Marvin Yglesias Molina, San José
Más de un mes a secas
Desde hace más de un mes, cuando se hizo una suspensión programada del servicio, el suministro de agua en la zona de Asunción, en Pavas, ha sido casi inexistente. Solo llega unas pocas horas en la madrugada. Este problema se le ha reportado a AyA en diversas ocasiones, sin que se haya recibido respuesta. Más bien, parece que eliminan los reportes que se han hecho, pues cuando se consulta por ellos con el número de gestión, indican que no hay nada reportado.
Álvaro Jiménez, administrador de Condominio Everen, Pavas
El embrujo del Chirripó
Quienes han subido el cerro Chirripó tienen dificultades para explicar con palabras esa inolvidable sensación. Lo único que saben es que desean regresar para averiguar cuál fue el encanto que los embrujó.
Cualquier hora es propicia para visitar el misterioso cerro, pero me inclino por la madrugada, fresca y silenciosa. Sentir el rocío de las plantas, el aroma del verde musgo, los primeros rayos del sol dando brillo y color a la floresta. Caminar monte arriba y sentir el corazón latir al compás de los pulmones. Disfrutar del vuelo de las mariposas y percibir el tiempo detenido bajo la niebla. Oír el canto de un arroyo de agua cristalina bajando a toda prisa para cumplir su ciclo vital. Descansar sobre una vieja piedra y observar las nubes dibujar figuras en el cielo en su lento y eterno retorno.

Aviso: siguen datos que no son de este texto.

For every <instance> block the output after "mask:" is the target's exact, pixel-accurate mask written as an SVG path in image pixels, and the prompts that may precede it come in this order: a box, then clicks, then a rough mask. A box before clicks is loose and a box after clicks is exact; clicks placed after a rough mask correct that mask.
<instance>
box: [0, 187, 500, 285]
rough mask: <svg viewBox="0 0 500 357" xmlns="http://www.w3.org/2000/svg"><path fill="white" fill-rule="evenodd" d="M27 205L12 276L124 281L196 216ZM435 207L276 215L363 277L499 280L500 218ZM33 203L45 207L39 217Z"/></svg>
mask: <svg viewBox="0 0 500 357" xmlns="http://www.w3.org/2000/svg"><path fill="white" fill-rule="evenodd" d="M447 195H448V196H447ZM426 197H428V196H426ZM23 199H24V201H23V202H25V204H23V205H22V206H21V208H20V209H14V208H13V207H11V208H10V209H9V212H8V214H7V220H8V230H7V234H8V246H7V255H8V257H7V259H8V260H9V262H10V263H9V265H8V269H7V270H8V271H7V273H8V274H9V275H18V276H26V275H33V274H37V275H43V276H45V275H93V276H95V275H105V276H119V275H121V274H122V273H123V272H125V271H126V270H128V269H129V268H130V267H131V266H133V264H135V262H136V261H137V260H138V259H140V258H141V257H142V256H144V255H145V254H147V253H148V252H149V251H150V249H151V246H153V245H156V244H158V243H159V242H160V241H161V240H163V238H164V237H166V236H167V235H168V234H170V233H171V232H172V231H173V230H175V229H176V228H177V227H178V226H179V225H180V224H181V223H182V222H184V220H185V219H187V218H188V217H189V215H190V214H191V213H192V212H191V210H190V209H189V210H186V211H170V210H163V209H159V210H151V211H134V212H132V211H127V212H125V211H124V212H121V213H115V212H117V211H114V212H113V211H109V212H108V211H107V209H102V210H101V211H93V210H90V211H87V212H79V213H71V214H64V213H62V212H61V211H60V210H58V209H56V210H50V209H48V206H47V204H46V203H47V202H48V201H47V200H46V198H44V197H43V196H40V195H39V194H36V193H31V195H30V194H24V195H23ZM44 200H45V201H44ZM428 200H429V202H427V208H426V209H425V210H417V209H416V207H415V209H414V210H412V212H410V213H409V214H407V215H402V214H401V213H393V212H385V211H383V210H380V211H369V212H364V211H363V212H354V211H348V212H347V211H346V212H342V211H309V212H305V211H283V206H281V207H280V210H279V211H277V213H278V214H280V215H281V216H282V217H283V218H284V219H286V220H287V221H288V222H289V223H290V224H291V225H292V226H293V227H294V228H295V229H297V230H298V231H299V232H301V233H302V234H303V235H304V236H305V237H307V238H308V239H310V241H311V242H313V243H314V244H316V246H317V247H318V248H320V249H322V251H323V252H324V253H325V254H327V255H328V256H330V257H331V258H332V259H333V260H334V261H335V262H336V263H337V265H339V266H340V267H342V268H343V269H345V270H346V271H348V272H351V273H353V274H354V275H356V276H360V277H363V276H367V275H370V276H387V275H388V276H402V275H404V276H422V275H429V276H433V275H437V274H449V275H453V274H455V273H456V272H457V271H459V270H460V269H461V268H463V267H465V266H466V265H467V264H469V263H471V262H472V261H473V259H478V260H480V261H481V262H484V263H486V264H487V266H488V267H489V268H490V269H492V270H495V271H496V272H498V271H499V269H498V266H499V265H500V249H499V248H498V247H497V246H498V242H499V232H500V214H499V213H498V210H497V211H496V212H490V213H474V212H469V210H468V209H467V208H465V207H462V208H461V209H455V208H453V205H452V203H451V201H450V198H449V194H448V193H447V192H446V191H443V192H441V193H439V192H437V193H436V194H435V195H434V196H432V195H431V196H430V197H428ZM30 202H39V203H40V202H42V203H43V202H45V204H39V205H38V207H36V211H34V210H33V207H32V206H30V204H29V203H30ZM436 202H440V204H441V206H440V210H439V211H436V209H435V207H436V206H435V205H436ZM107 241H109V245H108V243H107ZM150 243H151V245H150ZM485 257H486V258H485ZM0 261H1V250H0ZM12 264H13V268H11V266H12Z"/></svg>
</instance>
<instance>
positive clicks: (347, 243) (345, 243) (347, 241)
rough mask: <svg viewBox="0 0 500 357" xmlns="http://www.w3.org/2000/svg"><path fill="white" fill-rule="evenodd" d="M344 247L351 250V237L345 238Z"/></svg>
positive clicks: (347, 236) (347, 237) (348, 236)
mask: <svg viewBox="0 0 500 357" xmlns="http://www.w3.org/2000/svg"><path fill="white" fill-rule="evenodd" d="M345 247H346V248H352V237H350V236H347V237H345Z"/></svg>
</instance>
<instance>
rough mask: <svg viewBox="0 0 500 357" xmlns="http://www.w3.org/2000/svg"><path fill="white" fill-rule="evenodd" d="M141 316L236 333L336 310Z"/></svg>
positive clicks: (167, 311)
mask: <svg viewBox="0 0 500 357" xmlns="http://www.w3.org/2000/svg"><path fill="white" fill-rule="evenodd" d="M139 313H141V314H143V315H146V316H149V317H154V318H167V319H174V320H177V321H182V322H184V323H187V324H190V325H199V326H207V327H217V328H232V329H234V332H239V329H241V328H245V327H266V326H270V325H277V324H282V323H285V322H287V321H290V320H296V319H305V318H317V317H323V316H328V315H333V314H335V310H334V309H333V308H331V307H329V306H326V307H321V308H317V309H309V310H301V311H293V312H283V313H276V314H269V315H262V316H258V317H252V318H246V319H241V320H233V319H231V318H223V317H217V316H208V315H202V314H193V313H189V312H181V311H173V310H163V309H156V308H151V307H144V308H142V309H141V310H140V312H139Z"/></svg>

El paisaje visto como cultura se debe poner al alcance de la gente para restablecer el contacto entre la ciudad y la tierra, así como promover excursiones organizadas en busca de aire puro. Lograr que las personas simpaticen con la montaña es una forma inteligente de prevención de enfermedades físicas y mentales, de vicios y delincuencia.
Apelo a la voluntad política de las altas esferas del poder, para que una parte del presupuesto destinado a obra de cemento y varilla se invierta en mejorar el mantenimiento y un acceso más expedito para el disfrute de un parque nacional de tanta importancia.